В период бронзовения режима его тянули в президиумы, на съезды и конгрессы. Заканчивалось все выступлениями, усложненный смысл и витиеватая форма которых едва ли доходили до большинства слушателей – вроде конфузливой попытки сорвать социалистический перформанс на Первом съезде советских писателей: “И когда я в безотчетном побуждении хотел снять с плеча работницы Метростроя тяжелый забойный инструмент, названия которого я не знаю (смех), но который оттягивал книзу ее плечо, – мог ли знать товарищ из президиума, вышутивший мою интеллигентскую чувствительность, что в многоатмосферных парах, созданных положением, она была в каком-то мгновенном смысле сестрой мне и я хотел помочь близкому и давно знакомому мне человеку”.
Игры с режимом
В 1935-м системе понадобились Исаак Бабель и Борис Пастернак, чтобы направить их на парижский Конгресс в защиту культуры, – имевшийся в наличии состав советской делегации оказался слабоват для международного уровня. Пастернак, страдавший бессонницей и нервным расстройством, в том числе и из-за разлада с политической действительностью, пытался отпроситься у денщика и оруженосца Сталина Александра Поскребышева. Тот предложил Пастернаку считать, что он мобилизован партией на войну. Заготовленный текст выступления Пастернака на конгрессе Илья Эренбург, уже тогда отличавшийся тонким конъюнктурным чутьем, просто порвал в клочья. И слава богу: в результате поэт и выступил как “нэбожитель”, высказавшись о поэзии, “которая валяется в траве, под ногами”.

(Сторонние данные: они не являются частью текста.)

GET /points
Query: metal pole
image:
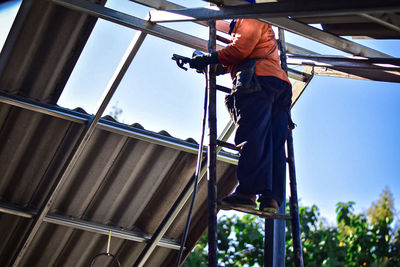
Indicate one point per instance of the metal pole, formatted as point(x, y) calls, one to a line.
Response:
point(212, 155)
point(269, 243)
point(294, 205)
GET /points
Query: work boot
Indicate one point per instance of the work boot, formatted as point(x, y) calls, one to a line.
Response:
point(247, 201)
point(268, 204)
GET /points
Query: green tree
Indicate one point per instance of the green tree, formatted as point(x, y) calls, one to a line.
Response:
point(356, 240)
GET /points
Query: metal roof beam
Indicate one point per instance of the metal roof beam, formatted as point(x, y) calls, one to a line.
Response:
point(324, 37)
point(111, 126)
point(135, 23)
point(87, 226)
point(305, 31)
point(297, 8)
point(391, 21)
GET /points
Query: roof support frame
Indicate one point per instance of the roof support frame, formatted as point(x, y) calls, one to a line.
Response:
point(111, 126)
point(391, 22)
point(80, 145)
point(297, 8)
point(87, 226)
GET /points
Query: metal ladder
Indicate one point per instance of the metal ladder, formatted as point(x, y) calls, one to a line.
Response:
point(273, 251)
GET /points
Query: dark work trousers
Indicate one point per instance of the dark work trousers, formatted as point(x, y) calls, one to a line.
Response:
point(262, 122)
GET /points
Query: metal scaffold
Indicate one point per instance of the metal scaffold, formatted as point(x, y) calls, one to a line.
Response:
point(69, 170)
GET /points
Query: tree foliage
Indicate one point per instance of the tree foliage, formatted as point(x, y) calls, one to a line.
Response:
point(356, 240)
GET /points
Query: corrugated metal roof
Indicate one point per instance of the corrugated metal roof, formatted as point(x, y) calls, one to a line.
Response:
point(119, 181)
point(42, 48)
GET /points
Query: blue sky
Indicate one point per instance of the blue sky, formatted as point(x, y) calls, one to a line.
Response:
point(347, 136)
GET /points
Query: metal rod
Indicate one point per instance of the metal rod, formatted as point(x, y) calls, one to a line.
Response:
point(79, 146)
point(269, 243)
point(294, 205)
point(212, 154)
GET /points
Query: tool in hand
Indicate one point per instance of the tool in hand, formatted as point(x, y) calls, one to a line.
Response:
point(181, 60)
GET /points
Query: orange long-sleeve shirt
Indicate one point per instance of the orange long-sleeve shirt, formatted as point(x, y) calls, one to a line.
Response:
point(252, 38)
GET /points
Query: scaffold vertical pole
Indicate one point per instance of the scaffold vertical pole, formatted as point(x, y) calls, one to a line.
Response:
point(294, 204)
point(212, 154)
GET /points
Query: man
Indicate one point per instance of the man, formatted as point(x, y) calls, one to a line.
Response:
point(261, 117)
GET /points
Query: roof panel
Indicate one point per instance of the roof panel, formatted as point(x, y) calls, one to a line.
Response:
point(119, 181)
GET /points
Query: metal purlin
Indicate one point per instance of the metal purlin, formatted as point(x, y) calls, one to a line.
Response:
point(79, 145)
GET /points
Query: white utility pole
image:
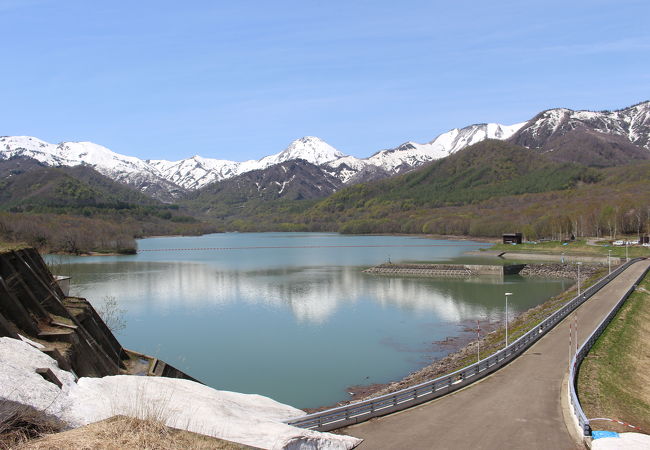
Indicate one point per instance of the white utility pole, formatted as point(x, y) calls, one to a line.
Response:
point(609, 260)
point(507, 295)
point(579, 264)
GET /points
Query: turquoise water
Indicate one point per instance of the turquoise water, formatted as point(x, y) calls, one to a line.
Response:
point(291, 315)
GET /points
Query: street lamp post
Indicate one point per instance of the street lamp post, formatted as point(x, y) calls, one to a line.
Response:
point(507, 295)
point(579, 264)
point(609, 261)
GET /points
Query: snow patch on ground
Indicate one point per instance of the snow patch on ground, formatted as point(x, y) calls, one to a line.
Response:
point(624, 441)
point(248, 419)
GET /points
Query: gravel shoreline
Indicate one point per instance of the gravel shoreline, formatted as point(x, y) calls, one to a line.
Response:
point(465, 344)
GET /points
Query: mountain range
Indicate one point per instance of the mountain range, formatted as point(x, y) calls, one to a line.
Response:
point(600, 139)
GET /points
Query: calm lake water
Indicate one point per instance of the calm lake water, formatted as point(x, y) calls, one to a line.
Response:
point(291, 315)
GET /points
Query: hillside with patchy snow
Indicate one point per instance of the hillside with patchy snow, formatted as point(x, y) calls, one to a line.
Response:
point(617, 136)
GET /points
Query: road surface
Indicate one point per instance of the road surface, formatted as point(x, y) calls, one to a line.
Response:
point(517, 407)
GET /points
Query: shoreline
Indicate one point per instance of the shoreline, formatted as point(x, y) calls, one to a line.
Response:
point(463, 346)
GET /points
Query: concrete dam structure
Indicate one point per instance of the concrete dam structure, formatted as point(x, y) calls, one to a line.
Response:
point(33, 307)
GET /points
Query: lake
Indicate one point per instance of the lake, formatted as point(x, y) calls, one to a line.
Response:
point(291, 315)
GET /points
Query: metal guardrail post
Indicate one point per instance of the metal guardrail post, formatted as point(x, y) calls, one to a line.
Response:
point(339, 417)
point(577, 359)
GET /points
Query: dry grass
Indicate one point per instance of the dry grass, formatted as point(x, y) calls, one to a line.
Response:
point(490, 344)
point(122, 432)
point(9, 246)
point(21, 423)
point(614, 379)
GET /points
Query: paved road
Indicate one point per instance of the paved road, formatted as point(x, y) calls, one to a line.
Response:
point(518, 407)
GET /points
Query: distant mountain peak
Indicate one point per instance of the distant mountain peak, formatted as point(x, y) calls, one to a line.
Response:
point(311, 149)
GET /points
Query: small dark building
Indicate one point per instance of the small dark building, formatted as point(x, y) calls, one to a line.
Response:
point(512, 238)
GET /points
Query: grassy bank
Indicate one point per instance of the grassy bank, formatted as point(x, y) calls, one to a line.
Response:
point(578, 247)
point(614, 379)
point(489, 344)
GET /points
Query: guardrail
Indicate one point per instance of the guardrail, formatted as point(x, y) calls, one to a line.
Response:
point(583, 422)
point(342, 416)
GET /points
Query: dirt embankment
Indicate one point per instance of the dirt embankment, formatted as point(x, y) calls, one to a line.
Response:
point(463, 349)
point(554, 270)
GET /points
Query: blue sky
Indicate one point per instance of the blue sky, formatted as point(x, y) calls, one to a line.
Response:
point(242, 79)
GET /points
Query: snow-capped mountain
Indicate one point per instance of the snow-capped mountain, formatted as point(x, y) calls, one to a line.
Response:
point(605, 138)
point(610, 137)
point(197, 172)
point(632, 123)
point(124, 169)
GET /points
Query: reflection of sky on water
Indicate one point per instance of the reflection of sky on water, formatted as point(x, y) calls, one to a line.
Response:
point(311, 294)
point(279, 321)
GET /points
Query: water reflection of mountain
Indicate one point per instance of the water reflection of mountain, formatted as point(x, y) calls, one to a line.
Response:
point(312, 294)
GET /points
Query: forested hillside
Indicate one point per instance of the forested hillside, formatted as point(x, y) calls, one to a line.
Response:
point(76, 209)
point(484, 190)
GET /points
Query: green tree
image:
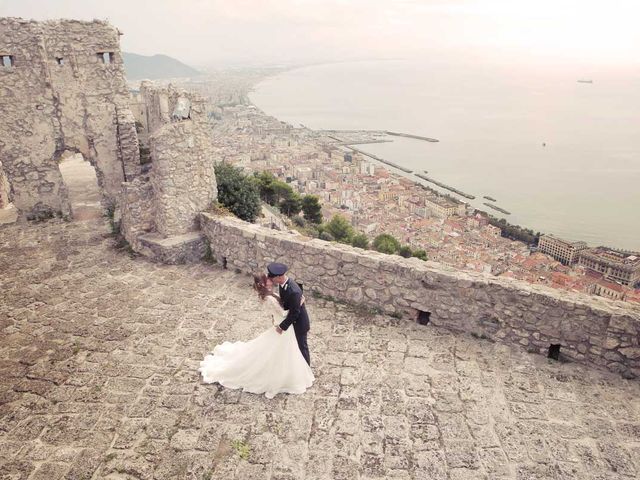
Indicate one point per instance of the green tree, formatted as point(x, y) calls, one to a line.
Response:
point(360, 240)
point(281, 191)
point(291, 205)
point(324, 235)
point(266, 182)
point(386, 243)
point(239, 193)
point(339, 228)
point(421, 254)
point(311, 208)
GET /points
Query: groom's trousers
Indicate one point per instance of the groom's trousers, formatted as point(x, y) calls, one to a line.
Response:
point(301, 337)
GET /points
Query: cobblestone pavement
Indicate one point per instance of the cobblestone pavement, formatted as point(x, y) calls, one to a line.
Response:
point(98, 379)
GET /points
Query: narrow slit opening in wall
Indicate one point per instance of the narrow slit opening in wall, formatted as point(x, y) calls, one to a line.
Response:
point(8, 61)
point(80, 178)
point(554, 351)
point(423, 317)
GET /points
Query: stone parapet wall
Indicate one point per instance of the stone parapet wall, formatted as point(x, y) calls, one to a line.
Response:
point(588, 330)
point(64, 90)
point(160, 105)
point(4, 188)
point(183, 176)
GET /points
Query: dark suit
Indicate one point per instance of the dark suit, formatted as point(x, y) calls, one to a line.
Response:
point(291, 295)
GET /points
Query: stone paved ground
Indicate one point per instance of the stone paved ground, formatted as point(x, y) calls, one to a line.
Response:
point(98, 379)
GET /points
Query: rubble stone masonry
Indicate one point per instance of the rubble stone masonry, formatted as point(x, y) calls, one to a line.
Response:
point(62, 88)
point(4, 188)
point(588, 330)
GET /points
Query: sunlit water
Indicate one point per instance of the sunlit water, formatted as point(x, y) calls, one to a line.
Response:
point(492, 123)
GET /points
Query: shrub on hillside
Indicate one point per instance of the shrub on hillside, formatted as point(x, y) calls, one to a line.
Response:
point(237, 192)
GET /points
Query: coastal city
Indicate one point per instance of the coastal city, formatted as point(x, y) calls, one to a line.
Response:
point(381, 198)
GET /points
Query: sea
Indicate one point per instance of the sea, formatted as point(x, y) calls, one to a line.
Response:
point(557, 146)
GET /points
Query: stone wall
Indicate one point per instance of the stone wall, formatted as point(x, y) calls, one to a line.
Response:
point(135, 211)
point(4, 188)
point(183, 177)
point(588, 330)
point(166, 104)
point(181, 181)
point(64, 90)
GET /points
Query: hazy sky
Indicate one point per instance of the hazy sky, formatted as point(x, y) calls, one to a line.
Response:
point(210, 32)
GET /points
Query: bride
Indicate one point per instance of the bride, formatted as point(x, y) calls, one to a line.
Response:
point(271, 363)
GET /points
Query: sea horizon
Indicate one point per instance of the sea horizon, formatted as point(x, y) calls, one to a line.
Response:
point(561, 154)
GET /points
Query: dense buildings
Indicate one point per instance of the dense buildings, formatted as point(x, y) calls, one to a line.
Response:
point(377, 199)
point(615, 265)
point(563, 251)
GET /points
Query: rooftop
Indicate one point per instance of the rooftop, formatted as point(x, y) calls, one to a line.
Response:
point(98, 379)
point(619, 256)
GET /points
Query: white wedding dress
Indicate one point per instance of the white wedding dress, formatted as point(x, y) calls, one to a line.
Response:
point(271, 363)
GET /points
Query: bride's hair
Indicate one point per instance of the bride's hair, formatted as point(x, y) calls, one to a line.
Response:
point(260, 285)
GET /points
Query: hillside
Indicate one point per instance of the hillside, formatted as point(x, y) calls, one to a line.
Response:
point(154, 67)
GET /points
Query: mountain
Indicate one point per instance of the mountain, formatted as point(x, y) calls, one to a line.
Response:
point(139, 67)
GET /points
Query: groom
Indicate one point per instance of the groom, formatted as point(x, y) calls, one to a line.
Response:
point(291, 296)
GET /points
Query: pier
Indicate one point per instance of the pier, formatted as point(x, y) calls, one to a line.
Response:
point(408, 135)
point(495, 207)
point(445, 186)
point(381, 160)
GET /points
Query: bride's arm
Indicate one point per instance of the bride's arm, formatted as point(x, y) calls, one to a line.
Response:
point(274, 309)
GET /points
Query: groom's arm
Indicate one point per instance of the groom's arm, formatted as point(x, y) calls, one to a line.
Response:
point(293, 302)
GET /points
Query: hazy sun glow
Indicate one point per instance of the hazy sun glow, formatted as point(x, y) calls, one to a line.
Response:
point(599, 31)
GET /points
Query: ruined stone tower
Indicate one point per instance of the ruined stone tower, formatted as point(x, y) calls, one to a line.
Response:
point(62, 88)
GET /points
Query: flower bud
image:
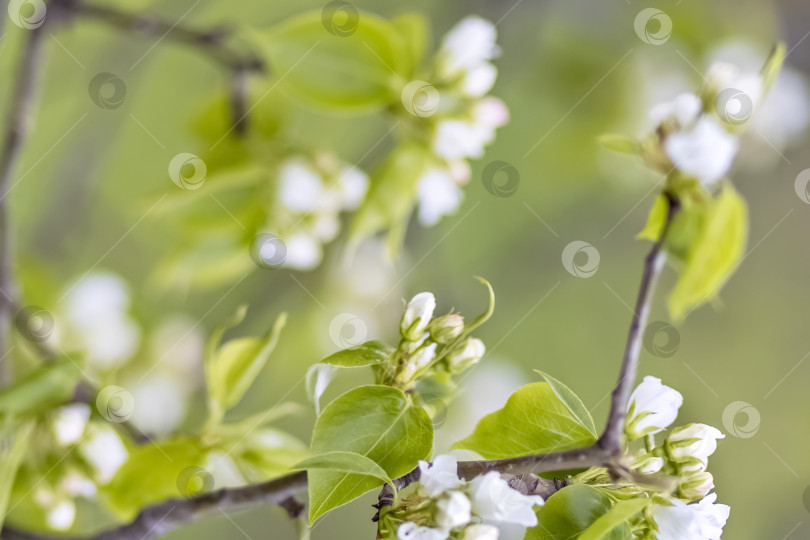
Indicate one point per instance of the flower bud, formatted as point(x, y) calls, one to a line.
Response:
point(472, 352)
point(692, 445)
point(417, 316)
point(453, 510)
point(446, 329)
point(697, 485)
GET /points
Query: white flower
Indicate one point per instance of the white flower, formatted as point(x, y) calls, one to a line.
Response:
point(697, 485)
point(300, 186)
point(704, 151)
point(701, 521)
point(439, 476)
point(105, 452)
point(438, 196)
point(481, 532)
point(683, 111)
point(493, 499)
point(417, 315)
point(353, 186)
point(69, 423)
point(62, 515)
point(692, 445)
point(653, 407)
point(411, 531)
point(472, 352)
point(468, 44)
point(650, 465)
point(304, 251)
point(479, 80)
point(453, 510)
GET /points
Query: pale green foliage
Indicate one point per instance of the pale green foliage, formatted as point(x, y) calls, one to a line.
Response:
point(533, 421)
point(377, 422)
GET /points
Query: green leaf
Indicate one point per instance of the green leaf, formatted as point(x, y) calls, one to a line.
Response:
point(620, 143)
point(47, 386)
point(370, 353)
point(570, 511)
point(346, 462)
point(714, 253)
point(234, 366)
point(377, 422)
point(621, 512)
point(572, 401)
point(533, 421)
point(155, 472)
point(392, 194)
point(356, 71)
point(10, 460)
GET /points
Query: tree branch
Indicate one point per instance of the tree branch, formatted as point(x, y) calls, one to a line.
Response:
point(17, 120)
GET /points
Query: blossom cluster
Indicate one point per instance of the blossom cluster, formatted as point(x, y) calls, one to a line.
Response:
point(462, 118)
point(697, 135)
point(311, 194)
point(429, 344)
point(691, 512)
point(445, 506)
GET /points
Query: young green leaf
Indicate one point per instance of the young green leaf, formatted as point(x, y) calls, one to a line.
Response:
point(236, 365)
point(571, 511)
point(377, 422)
point(354, 68)
point(346, 462)
point(714, 253)
point(572, 401)
point(533, 421)
point(617, 516)
point(10, 460)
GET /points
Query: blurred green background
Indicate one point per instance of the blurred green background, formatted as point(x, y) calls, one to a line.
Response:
point(569, 71)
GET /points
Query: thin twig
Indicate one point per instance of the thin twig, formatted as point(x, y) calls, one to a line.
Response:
point(17, 121)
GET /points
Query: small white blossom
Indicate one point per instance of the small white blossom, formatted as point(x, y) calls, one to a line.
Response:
point(493, 499)
point(411, 531)
point(693, 444)
point(653, 407)
point(439, 195)
point(453, 510)
point(697, 485)
point(700, 521)
point(69, 423)
point(704, 151)
point(439, 476)
point(417, 316)
point(300, 186)
point(481, 532)
point(471, 354)
point(468, 44)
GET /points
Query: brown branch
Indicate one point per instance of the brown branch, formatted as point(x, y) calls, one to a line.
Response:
point(17, 121)
point(161, 518)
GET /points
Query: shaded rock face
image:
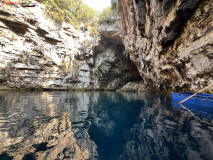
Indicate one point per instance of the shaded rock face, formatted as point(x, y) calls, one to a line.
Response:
point(170, 41)
point(36, 53)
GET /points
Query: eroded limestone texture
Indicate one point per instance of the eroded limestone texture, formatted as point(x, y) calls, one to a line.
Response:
point(36, 53)
point(170, 41)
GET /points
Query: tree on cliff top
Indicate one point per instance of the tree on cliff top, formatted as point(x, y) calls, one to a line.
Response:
point(111, 14)
point(71, 11)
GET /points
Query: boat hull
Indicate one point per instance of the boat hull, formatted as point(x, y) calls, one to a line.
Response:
point(199, 99)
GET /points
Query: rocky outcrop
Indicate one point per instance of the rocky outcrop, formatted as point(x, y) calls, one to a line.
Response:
point(171, 42)
point(36, 53)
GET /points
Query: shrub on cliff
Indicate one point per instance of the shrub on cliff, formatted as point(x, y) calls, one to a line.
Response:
point(72, 11)
point(110, 15)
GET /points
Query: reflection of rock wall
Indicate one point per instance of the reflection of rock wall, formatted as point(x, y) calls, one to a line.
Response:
point(36, 53)
point(170, 41)
point(166, 133)
point(29, 129)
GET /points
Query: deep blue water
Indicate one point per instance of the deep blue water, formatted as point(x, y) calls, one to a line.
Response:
point(101, 125)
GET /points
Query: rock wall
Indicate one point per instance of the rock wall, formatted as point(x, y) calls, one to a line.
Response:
point(170, 41)
point(37, 53)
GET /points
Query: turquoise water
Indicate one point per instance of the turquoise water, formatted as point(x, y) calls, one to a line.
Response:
point(100, 125)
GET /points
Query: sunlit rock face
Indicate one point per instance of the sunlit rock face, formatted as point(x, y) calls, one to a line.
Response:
point(170, 41)
point(37, 53)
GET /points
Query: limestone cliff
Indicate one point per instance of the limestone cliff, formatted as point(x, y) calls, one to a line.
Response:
point(170, 41)
point(37, 53)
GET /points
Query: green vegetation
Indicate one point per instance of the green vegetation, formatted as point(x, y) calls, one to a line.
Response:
point(126, 53)
point(110, 15)
point(71, 11)
point(77, 12)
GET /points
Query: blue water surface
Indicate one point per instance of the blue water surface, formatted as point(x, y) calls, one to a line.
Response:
point(57, 125)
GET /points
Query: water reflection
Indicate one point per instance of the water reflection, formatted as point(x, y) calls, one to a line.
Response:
point(100, 125)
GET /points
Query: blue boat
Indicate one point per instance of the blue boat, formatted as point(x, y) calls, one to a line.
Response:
point(199, 99)
point(201, 104)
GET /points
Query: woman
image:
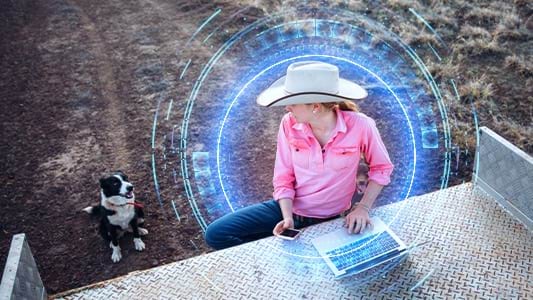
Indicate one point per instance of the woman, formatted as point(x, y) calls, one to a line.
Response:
point(319, 145)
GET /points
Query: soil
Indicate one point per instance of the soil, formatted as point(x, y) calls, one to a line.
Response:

В июне 1937-го бесцветный персонаж пришел к Пастернаку за его подписью под письмом советских писателей, осуждавших арестованных военачальников. И был изгнан: “Товарищ, это вам не контрамарки в театр подписывать!” Генсек Союза писателей СССР Владимир Ставский оставил фамилию Пастернака под опубликованным в печати письмом. Когда поэт ринулся к нему с гневным опровержением, тот досадливо прокричал: “Когда кончится это толстовское юродство?!” Если учесть, что до этого было заступничество за Бориса Пильняка, за которое Ставский ругал Пастернака уже публично, неадекватность поведения “нэбожителя” бросалась в глаза. В 1939-м Борис Леонидович, словно бы не понимая политической конъюнктуры, ходатайствовал перед Александром Фадеевым за вернувшуюся в Россию Марину Цветаеву, требовал, чтобы ее приняли в Союз писателей. Как писал сын поэта Евгений Пастернак, у Фадеева он “вызвал только раздражение своим «непониманием ситуации»”.
На самом деле Пастернак всё прекрасно понимал, лучше многих. Уже в 1930-м в письме Ромену Роллану он жаловался на удушливость советской атмосферы.